The provoked court arraigned the “culprit who thus dared to insult their majesty.” A series of petitions were filed to release Pike from his charges. Notables from several towns signed, and the court ordered commissioners to gather “incorrigibles” to give reason on why they were “induced to subscribe” to such a defiance. Pike waged on, accusing the leaders of “assailing magisterial authority and dignity.”
Certain commissioners who sided with Pike, such as Thomas Bradbury and William Gerrish, retracted to avoid trouble with the boss-men magistrates. Most became “refractory spirits” and were fined for turning on God’s chosen officials, but 15 men stood their ground after the officials finished their hunt.
Here are a few of the loyal souls who held up their conviction to the court: John Bishop “desired to go to the meeting house and turned his back and went away” (QC 1:367). John Emery and John Bond refusing to comply and did so in “a bold, flouting manner.” Benjamin Swett replied, “Every free subject hath liberty to petition for any that had been in esteem, without offence to any; and the petition itself hath answer in itself sufficient.” John Wolott agreed if he “be called to [a higher] power to answer, he will then answer and so went away very highly” (368).
In 1657, Macy found himself in further turmoil for sheltering traveling Quakers in his barn during a fierce rain storm. For this brief hour of gracious harbor he was ordered to appear in court, but he sent the officials a letter instead.
In 1658, “certain inhabitants” (Macy and Peaslee) filed a petition to break off from the official church of Reverend Worcester, but it was denied. The court demanded attendance to the true fellowship, and fines were issued to the flock of dissenters for “slighting and neglecting the order” and “disorderly practices.” However, Peaslee preached on as the “Come-outer,” and Pike, “the moral and fearless hero of New England,” fought injustice against Quakers and accused witches.
Macy sought religious refuge on a voyage recalled in Whittier’s poem, “The Exiles.” Macy legend states that his wife, Sarah, pleaded with him above the cries of their five tots to curtail his warrior spirit and sail away from an evil storm brewing, but he just replied, “Woman, go below and seek thy God.

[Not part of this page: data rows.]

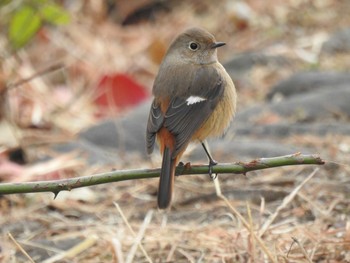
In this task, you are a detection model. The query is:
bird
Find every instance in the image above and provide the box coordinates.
[146,27,237,209]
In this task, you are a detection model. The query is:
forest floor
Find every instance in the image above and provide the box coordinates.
[1,1,350,262]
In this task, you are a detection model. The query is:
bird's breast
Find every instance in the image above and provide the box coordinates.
[192,64,237,141]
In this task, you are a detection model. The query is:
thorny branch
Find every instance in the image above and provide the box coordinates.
[0,153,324,197]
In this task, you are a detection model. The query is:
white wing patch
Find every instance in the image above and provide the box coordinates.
[186,96,206,105]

I fear not the witches on earth, nor the devils in hell.”
The crew made it to safety to Nantucket, where Macy took an active role in negotiating the purchase of the island.
Thomas Mayhew sold it for 30 pounds sterling and two beaver hats.
Although Macy was accused of skirting the Mass Bay despots, this sturdy pioneer preacher consciously chose not to accept laws that openly engaged in religious persecution.
With that said, no one could accuse this pulpiteer of missing his true calling where “charity and freedom dwell,” so “Let the dim shadows of the past” be a reminder for today.